Mehr als über die Kreuzberger Randale ärgert sich Glietsch über Fußballhooligans – und bestimmte Vereine. Mehrfach mussten in diesem Jahr 1000 Beamte oder mehr Drittligaspiele sichern, weil sich die Fans prügeln. Wasserwerfer und behelmte Hundertschaften vor dem Stadion findet Glietsch überhaupt nicht gut. „Es ist dem Steuerzahler auf Dauer nicht zuzumuten, dass Fußballspiele dieser Art mit derart hohem Aufwand polizeilich begleitet werden müssen.“ Über den Irrsinn, dass bestimmte Drittligaspiele weit mehr Betreuung benötigen als Spiele in der Bundesliga, hat sich der gebürtige Hesse geärgert – so politisch hat er sich in den vergangenen fünf Jahren selten geäußert.

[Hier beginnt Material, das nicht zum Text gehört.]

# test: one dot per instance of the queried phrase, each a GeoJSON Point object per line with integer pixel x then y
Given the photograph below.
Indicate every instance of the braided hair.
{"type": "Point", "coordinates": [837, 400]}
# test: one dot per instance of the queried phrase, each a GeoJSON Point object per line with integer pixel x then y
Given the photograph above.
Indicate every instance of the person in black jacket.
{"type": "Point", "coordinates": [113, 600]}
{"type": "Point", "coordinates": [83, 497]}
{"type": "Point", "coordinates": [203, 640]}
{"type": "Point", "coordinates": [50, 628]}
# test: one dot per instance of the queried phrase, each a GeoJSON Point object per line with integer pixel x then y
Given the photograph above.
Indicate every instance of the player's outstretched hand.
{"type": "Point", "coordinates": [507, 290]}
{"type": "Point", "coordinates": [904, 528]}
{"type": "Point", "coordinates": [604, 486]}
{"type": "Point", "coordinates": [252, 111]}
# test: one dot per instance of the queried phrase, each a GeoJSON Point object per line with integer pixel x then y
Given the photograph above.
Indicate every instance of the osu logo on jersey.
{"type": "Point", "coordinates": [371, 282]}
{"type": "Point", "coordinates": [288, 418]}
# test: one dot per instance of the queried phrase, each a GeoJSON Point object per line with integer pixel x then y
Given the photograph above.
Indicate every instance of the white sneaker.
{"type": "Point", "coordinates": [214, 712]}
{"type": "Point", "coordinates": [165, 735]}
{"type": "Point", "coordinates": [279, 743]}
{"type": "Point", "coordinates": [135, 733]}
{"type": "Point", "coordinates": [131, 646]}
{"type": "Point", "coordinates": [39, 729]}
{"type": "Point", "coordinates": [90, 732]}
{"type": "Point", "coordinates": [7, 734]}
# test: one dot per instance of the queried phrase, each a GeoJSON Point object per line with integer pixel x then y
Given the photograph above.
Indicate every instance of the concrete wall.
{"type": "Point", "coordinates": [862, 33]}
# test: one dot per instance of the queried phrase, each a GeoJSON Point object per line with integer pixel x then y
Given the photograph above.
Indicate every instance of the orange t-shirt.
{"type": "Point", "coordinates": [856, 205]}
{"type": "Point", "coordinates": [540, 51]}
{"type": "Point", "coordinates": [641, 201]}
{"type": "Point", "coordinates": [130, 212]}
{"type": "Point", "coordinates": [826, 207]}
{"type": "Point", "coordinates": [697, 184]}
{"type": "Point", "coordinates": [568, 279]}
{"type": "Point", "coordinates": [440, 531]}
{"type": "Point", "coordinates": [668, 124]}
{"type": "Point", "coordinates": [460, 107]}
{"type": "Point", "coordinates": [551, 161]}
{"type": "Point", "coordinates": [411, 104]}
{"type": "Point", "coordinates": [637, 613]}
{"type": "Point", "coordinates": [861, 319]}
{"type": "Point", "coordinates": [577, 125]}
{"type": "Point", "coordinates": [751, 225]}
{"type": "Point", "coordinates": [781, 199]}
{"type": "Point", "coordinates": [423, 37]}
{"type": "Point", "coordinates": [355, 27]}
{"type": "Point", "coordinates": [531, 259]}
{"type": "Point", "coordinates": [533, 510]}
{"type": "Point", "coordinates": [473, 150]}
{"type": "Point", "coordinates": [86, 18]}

Die beiden Gewerkschaften werfen ihm vor allem vor, sich zu wenig für mehr Polizisten einzusetzen. Doch unter Personalabbau leiden alle in der Stadt – das Lamento findet deshalb kaum Gehör. Vergessen ist auch der Streit zu Glietschs Amtsantritt. Nur sein SPD-Parteibuch habe den Ausschlag gegeben, nörgelten damals viele, die lieber Vizepräsident Gerd Neubeck zum Chef gemacht hätten. Für Glietsch spricht, dass Neubeck die Zurücksetzung geschluckt hat und klaglos weitergemacht hat als Vize. Auch sonst dringt anders als bei seinen Vorgängern wenig Ärger aus dem Präsidium am Platz der Luftbrücke nach draußen.

Strikt hat Glietsch den Verdacht ausgeräumt, bei der Polizei herrsche ein Korpsgeist. Unter der Hand halten manche (Betroffene) die Linie des Präsidenten für zu starr, jedwede Verfehlung eines Beamten, und wenn sie nur auf unbewiesenen Verdächtigungen beruht, sofort als Pressemeldung zu veröffentlichen. So wurden 2006 vier hochrangige Beamte versetzt, weil sie Gratiskarten für Konzerte angenommen haben sollen. Vor Glietsch war alles anders gewesen: Verfehlungen wurden von Hagen Saberschinsky gedeckelt – bis sie durch Indiskretionen doch herauskamen. Dies will Glietsch vermeiden.

2011 wird Glietsch 64, und zwar am 2. Mai. Ein eingespieltes Ritual wird also weitergehen: Innensenator Körting kann seinem Präsidenten bei der traditionellen Pressekonferenz nach dem 1. Mai also weiterhin zu einem gelungenen Einsatz und zuvor zum Geburtstag gratulieren.